Remembering the Pregnant Teen Renegade of Martinique
WHY YOU SHOULD CARE
Because she fought — and died — for equality.
For France and many of its former overseas colonies, Joan of Arc is the ultimate national heroine — the young woman who stepped out of nowhere and, armed mostly with the white-hot fire of belief, led her people to victory and freedom. But Martinique has another heroine, who stepped out of the bayou armed with the white-hot fire of … well, fire: Lumina Sophie dite Surprise.
Lumina is remembered, when she is remembered, as one of the leaders of her island’s 1870 insurrection. Perhaps it’s harder for France to idealize her story, seeing as European colonists are the villains in it. Or maybe racism persists in French culture — as evidenced by protests when a mixed-race teenager was chosen earlier this year to portray Joan of Arc at an annual pageant.

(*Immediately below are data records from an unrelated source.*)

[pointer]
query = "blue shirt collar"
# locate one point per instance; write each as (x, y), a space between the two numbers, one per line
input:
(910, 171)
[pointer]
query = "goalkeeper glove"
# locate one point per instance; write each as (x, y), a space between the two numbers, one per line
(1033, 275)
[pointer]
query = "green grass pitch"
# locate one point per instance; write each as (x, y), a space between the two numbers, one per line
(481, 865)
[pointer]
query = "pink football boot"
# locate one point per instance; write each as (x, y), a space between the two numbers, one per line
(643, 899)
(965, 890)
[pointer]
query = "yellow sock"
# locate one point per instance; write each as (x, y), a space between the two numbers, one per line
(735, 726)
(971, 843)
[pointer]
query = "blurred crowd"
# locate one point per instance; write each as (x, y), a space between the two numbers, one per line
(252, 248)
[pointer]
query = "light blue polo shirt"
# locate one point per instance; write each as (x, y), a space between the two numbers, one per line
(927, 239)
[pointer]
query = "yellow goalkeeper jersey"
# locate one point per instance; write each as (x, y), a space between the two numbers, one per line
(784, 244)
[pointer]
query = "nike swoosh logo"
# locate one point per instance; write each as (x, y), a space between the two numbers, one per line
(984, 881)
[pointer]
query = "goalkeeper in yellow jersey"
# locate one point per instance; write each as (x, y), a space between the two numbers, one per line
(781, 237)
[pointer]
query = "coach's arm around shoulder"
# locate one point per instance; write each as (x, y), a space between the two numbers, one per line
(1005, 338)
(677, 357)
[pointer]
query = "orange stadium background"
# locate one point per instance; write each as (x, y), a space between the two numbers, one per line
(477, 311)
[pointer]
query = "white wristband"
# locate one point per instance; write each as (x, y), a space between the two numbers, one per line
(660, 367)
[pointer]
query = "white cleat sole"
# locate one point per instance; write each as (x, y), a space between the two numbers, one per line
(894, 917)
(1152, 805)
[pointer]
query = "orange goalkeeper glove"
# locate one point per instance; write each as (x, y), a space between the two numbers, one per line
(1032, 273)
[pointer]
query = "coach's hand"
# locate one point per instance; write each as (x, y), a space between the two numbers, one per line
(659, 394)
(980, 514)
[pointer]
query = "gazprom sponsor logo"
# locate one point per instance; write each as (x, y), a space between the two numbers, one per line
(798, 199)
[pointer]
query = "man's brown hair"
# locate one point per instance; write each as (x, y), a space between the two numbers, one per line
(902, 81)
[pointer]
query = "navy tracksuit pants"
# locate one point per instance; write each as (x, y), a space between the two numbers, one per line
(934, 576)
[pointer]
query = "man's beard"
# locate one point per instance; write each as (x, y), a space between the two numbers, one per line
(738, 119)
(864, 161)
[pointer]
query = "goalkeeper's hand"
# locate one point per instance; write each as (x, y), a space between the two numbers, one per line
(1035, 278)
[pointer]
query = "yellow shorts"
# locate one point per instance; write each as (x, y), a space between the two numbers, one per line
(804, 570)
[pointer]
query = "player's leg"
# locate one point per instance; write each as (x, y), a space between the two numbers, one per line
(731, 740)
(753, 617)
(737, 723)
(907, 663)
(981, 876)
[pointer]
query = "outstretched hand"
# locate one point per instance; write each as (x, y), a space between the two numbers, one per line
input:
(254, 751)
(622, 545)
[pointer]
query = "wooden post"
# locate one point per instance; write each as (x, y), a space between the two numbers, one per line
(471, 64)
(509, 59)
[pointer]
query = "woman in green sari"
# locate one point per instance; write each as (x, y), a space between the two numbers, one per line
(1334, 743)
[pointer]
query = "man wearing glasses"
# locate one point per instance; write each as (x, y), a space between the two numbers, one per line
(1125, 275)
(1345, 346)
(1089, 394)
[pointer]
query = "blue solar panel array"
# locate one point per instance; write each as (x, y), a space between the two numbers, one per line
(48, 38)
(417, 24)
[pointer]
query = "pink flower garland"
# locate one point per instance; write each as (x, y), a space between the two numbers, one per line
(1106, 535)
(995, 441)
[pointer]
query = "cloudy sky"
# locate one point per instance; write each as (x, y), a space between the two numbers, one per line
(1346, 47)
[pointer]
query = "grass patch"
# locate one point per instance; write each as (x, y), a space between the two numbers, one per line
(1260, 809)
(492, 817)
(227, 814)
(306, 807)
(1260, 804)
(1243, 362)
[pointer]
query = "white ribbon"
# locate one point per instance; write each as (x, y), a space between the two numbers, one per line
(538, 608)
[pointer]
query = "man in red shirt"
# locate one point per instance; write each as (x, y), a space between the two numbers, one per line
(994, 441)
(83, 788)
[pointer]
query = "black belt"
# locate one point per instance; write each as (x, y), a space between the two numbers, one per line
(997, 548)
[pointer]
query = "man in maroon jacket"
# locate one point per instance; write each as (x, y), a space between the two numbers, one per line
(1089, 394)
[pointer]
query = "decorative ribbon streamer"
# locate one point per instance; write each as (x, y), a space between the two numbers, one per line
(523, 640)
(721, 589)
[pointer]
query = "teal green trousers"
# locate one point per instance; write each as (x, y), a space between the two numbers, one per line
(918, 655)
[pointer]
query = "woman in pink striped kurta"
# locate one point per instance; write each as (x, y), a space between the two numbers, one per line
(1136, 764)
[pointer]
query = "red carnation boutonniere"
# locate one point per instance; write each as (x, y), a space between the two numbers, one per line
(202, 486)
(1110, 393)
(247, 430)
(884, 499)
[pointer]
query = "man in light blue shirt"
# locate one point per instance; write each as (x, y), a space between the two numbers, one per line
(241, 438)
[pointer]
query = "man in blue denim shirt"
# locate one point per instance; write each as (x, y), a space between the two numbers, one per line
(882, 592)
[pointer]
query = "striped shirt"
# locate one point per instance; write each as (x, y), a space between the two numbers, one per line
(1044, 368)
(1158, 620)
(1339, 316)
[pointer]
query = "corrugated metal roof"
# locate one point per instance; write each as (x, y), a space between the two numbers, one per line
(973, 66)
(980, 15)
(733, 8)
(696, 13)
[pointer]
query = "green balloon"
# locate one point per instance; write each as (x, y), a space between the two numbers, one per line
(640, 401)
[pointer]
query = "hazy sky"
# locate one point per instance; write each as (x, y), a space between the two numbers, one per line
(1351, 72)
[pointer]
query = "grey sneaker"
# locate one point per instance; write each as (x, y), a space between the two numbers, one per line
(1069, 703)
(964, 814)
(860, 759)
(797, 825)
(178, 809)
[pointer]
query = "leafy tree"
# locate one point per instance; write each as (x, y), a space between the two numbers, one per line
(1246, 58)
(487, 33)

“For me, she was like a Creole Joan of Arc,” says Suzanne Dracius, who authored a play about Lumina’s life after an account of the 1870 insurrection found its way to her from a bookseller’s stall by the Seine. “There are so many similarities between them: young women who left their serene little universes to put themselves in danger and fight. But there are differences: Lumina was pregnant. And Lumina read newspapers.” But when Dracius visited a history museum in Martinique, Lumina’s name was barely mentioned. Dracius’ 2005 play, Lumina Sophie dite Surprise, revitalized interest in her as a heroine. Now there are songs by local artists about Lumina, as well as a high-rise and a high school named after her.
Lumina organized a group of Pétroleuses — female insurrectionists who shared a name with the legendary fighting women of the Paris Commune just months earlier.
Nicknames were common in Martinique in the immediate aftermath of slavery, reflecting a racist tradition where slaves were given only first names and numbers, and Lumina’s has become part of her moniker in modern times — all one phrase tumbling out, Lumina Sophie dite Surprise: Light, Wisdom, called Surprise. It would be difficult to be more on the nose, unless you were to add something equally mellifluous that means an “ahead-of-her-time renegade who wasn’t afraid to literally burn shit down.”
But back to Martinique. The tiny island had been mapped by Christopher Columbus and then colonized in the 17th century by French settlers; just a few decades later, the first slaves were brought to the island to work on sugar plantations. Power over the island passed between France and Britain for hundreds of years as the two nations battled at home and abroad. The French were still in charge when slavery was abolished on the island in 1848, the same year that Lumina was born, on Nov. 9 in the town of Rivière-Pilote. Her birth was recorded in the local register as Marie-Philomène Roptus, and scant details about her early life indicate that her mother became head of the family when Lumina was 6. At a time when former slaves had no access to formal education, she was also literate, with a penchant for reading newspapers and keeping up with politics. By the age of 21, known for her independent streak, Lumina was working as a seamstress and a merchant — and living with Emile Sidney, a man whose family had been free Black people even before the abolition of slavery on the island. Well-informed but raised in rural poverty, she was in a prime position to understand and protest inequality in Martinique.
Lumina’s revolution lasted only five days. It began when a Black sailor was jailed over a minor altercation with a European man; tensions escalated until the whole region erupted on Sept. 22, 1870. Lumina was then two months pregnant by Sidney, a leader of the revolution who, along with several of his comrades, mysteriously disappeared.
Undeterred, Lumina organized a group of Pétroleuses — female insurrectionists who shared a name with the legendary fighting women of the Paris Commune just months earlier — in torching plantations where their ancestors had worked as slaves, and where Black islanders were then shackled by unfair work contracts aimed at keeping them in economic bondage. On Sept. 26, she was arrested and imprisoned, identified by the governor as the “flame of the revolt.” When her trial finally began the following spring, the first inquest lasted an entire month and a few of the charges against her were dropped. Weeks later, her baby, Théodore Lumina, was born in prison and separated from her immediately, dying just 14 months later.
At the end of May, the trial resumed, conducted entirely in French even though Lumina spoke only Creole. On charges of revolt, blasphemy and burning three homes, she was sentenced to life with hard labor and sent to a prison in Guyana, where she died eight years later at the age of 31, reportedly of exhaustion. After that, according to Dracius, she was all but forgotten in Martinique — outside of folk legend — for more than a century, until media interest rekindled national pride in a woman who may not have been White or a teenage virgin like Joan of Arc but was just as ready to sacrifice herself for a cause she believed in.